Whether to include unrealized gains in income when calculating effective tax rates is precisely the issue Jacobson has with President Biden’s statement of the effective tax rate on billionaires. The 8 percent number is the result of dividing the taxes paid by billionaires by their income, including unrealized capital gains. This makes perfect sense for the point the president is making. The only reason not to include unrealized capital gains is that in a distributional table where people are trying to figure out where they stand, most people wouldn’t know where to find themselves. The president isn’t presenting a top-to-bottom distributional table—he’s making a point about how much billionaires pay in taxes relative to their ability to pay. And their unrealized capital gains contribute to their ability to pay.

Jacobson’s logic for calling Biden’s claim false is that unrealized capital gains aren’t taxed. It’s an odd logic. That’s a completely different question. The point isn’t whether they are taxed, it’s whether they contribute to the ability to pay tax. They do.
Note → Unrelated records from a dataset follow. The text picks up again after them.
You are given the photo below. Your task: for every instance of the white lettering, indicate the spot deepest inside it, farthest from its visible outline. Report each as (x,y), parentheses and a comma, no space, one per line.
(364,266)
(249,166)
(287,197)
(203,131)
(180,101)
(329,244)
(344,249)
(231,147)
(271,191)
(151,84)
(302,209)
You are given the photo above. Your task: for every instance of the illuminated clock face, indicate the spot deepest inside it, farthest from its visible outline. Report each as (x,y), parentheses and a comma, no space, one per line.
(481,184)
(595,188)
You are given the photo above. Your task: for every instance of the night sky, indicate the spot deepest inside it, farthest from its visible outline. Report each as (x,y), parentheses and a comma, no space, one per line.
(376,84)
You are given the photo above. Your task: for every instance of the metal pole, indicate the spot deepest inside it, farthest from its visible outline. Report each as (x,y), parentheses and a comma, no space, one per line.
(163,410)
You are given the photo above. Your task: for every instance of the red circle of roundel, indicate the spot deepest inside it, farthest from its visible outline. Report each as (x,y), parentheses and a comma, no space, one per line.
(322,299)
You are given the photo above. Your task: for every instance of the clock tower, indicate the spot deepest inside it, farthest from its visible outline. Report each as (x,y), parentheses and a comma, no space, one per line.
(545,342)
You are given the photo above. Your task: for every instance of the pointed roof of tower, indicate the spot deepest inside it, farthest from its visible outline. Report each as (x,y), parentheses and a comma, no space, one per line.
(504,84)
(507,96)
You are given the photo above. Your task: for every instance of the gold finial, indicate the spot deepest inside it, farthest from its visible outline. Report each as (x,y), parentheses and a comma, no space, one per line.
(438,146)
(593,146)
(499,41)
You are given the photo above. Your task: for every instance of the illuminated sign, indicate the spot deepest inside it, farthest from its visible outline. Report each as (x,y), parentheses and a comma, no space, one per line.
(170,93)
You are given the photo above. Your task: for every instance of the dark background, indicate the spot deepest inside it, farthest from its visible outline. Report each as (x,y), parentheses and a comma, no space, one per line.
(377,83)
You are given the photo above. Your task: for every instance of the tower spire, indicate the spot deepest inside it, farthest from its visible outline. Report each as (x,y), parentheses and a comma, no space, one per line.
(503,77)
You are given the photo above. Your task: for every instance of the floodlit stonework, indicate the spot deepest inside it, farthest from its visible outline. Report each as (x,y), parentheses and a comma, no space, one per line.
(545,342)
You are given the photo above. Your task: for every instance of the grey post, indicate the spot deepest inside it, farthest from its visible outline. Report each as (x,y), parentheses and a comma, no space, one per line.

Jacobson also looks at the taxes paid by “teachers and firefighters.” He gets this wrong as well. He cites only the effective tax rate of the federal personal income tax for middle-income households. For most Americans the federal personal income tax isn’t the biggest tax they pay—it isn’t even the biggest federal tax they pay. Most Americans pay more in Social Security and Medicare payroll taxes than they pay in federal personal income tax. So just looking at the personal income tax for comparison misses most of the taxes middle-income Americans pay. That is not true for billionaires because a much, much smaller proportion of their income is subject to the federal payroll taxes.

So, how do we rate Jacobson’s claim that Biden’s claim is false? We rate it false.